4. Float the sections in a 56 °C water bath, and then mount the sections onto labeled histological slides. Place the slides in manual staining racks and dry at 65 °C for 1 hr. Allow the slides to cool at RT.
5. Dip the racks in 4 consecutive stain dishes containing xylene for 10 min each to remove paraffin. Dip the racks in an ethanol series to remove xylene: 100%, then 95%, then 80%, then 70%, then 50% ethanol (5 min for every step). Rinse the racks with tap water for 5 min to remove ethanol.

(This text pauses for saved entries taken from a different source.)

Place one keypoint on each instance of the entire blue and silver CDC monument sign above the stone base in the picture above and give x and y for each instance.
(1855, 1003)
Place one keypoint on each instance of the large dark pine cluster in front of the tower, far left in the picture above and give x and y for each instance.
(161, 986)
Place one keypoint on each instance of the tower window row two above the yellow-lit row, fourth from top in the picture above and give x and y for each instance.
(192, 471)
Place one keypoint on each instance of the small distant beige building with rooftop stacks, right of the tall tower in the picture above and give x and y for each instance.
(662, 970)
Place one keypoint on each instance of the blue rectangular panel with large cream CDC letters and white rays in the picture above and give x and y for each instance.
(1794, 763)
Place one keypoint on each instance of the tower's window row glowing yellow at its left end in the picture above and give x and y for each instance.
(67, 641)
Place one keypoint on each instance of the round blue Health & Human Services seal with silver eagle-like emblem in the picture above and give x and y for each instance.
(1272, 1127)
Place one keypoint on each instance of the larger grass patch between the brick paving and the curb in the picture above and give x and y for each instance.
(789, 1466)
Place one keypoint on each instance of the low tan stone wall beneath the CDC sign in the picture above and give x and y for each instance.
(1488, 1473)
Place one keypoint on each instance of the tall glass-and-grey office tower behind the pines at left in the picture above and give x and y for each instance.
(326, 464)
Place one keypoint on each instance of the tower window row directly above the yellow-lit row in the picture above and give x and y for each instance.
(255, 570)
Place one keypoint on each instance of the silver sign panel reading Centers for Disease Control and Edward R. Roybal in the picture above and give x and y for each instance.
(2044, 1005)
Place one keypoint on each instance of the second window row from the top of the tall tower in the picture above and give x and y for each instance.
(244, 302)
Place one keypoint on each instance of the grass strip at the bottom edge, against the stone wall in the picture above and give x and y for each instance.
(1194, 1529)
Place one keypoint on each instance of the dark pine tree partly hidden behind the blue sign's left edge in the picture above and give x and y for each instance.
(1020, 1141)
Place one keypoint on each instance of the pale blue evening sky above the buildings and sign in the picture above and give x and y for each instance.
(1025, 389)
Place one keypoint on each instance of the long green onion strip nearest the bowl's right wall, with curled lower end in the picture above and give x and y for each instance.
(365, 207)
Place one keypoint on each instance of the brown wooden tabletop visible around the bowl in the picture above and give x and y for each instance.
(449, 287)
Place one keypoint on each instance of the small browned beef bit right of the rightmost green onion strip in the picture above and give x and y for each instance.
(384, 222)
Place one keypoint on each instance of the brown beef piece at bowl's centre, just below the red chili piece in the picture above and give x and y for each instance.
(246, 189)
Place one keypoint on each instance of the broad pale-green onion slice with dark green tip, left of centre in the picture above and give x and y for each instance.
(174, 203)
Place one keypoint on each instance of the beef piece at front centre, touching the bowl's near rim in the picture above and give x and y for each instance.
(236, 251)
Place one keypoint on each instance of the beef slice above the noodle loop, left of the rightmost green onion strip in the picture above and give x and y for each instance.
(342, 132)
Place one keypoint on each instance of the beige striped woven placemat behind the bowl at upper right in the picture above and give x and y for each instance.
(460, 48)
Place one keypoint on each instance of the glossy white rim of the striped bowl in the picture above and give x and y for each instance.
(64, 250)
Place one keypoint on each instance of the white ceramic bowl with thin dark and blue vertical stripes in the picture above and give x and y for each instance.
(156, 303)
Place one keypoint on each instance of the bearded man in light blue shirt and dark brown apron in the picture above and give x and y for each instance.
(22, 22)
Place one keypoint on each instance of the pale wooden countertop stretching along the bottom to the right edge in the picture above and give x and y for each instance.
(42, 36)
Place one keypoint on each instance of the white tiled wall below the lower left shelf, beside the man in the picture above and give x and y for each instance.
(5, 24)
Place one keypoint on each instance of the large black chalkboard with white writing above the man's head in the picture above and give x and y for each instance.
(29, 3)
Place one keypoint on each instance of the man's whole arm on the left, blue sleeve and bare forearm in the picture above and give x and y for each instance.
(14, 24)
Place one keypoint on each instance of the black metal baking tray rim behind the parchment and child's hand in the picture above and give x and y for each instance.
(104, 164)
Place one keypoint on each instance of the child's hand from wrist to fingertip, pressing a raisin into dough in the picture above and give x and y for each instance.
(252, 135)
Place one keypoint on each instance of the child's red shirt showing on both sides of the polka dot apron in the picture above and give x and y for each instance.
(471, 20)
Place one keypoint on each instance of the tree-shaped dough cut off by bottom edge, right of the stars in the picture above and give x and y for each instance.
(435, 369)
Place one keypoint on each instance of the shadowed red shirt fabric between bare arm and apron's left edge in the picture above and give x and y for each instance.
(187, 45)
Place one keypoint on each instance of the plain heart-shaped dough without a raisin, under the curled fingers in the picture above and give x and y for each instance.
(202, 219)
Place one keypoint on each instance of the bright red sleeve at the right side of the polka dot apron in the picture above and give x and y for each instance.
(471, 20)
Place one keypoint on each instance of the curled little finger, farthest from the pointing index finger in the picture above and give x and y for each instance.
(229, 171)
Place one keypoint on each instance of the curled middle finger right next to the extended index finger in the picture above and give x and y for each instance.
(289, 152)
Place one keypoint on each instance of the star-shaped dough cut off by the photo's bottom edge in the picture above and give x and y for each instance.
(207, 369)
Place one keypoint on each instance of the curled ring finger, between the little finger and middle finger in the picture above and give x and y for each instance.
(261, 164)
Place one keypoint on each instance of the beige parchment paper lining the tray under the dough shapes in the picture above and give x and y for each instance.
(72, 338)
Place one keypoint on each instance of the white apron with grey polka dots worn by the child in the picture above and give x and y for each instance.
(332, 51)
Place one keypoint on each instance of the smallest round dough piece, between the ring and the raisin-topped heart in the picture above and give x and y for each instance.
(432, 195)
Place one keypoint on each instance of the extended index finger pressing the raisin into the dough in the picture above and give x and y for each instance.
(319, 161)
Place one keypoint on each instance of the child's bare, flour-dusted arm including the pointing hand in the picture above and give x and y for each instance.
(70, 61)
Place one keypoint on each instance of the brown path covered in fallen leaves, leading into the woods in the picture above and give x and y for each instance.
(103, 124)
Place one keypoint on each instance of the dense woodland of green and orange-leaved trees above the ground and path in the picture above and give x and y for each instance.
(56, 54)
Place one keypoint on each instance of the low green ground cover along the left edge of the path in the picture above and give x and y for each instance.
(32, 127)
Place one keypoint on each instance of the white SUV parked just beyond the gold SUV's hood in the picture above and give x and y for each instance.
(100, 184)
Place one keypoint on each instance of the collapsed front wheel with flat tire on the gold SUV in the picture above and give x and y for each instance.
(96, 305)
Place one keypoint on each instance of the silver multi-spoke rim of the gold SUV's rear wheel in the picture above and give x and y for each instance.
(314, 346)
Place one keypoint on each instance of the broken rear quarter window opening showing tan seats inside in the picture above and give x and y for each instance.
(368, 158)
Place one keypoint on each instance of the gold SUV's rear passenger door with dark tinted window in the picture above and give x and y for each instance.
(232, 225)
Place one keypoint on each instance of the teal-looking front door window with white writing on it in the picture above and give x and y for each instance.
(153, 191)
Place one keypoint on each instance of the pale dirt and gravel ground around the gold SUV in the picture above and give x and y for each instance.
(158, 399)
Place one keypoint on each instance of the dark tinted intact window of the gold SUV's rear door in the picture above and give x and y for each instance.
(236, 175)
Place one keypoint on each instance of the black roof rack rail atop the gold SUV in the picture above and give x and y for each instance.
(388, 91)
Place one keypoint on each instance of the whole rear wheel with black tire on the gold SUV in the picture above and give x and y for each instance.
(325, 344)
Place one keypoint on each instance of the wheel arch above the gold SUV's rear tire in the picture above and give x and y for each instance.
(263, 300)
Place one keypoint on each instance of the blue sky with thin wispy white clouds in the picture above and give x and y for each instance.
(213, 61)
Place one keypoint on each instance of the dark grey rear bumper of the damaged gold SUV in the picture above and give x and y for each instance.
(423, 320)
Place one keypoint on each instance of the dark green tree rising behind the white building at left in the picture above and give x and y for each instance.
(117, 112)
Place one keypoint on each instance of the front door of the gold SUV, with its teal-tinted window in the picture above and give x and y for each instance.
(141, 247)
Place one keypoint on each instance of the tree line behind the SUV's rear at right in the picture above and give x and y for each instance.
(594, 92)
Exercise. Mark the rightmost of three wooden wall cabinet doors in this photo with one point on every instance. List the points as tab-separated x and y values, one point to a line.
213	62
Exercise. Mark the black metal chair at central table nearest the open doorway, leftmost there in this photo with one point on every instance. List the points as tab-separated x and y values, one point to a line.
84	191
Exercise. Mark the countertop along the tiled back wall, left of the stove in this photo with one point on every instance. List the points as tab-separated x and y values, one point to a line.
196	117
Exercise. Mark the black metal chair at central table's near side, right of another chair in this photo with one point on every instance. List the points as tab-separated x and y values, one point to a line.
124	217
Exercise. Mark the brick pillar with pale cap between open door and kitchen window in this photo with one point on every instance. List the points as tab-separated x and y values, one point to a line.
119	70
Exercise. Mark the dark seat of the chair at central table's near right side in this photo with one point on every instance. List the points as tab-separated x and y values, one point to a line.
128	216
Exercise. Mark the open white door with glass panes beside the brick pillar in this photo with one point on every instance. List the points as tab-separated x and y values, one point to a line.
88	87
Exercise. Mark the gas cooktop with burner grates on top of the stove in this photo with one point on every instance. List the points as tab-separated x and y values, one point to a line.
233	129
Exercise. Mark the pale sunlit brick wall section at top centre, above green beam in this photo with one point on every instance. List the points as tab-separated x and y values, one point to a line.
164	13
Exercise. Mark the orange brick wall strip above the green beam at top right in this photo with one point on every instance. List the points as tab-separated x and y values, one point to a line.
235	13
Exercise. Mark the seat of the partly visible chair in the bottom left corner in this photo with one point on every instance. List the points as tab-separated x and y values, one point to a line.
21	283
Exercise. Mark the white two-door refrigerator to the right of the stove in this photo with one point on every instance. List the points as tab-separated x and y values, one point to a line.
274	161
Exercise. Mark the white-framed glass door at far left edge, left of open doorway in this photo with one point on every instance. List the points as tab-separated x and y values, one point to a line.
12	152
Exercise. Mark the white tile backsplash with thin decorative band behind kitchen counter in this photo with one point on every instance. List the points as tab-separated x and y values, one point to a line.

3.3) Hematoxylin and Eosin (H&E) Staining 

1. Continue working with the fixed tissue sections; place the rack into a staining dish filled with Mayer's Hematoxylin for 15 min. Rinse the rack with tap water to remove Hematoxylin for 20 min.
2. Place in distilled water for 30 sec.Place in 95% ethanol for 30 sec. Place in Eosin Y solution staining dish for 1 min. Dehydrate through 2 changes of 95% ethanol, 100% ethanol, and xylene for 2 min each.
3. Perform a quick check under a microscope to ensure that excess eosin is removed. Place 2 to 3 drops of Mounting Medium (Fisher SP15-100) onto each slide, then cover with a cover glass.

3.4) In Situ Cell Death Detection: TUNEL Assay

1. Before beginning, prepare proteinase K working solution: 20 µg/ml in 10 mM Tris/HCl, pH 7.4.
2. Repeat steps 1 to 5 of section 3.2 (Explant fixation and tissue section deparaffinization). Rinse the slides with deionized H₂O.
3. Immerse the slides with 1x PBS for 10 min. Drain the excess PBS. Incubate tissue sections for 30 min at RT with proteinase K working solution. Rinse slides twice with 1x PBS.
4. Perform the TUNEL assay as described in the Instruction Manual of cell death detection kit. Mount using mounting medium, and coverslip manually with glass coverslips.
5. Analyze samples under a light microscope. Use Image Pro 4.5 to analyze the apoptotic cells in brown color.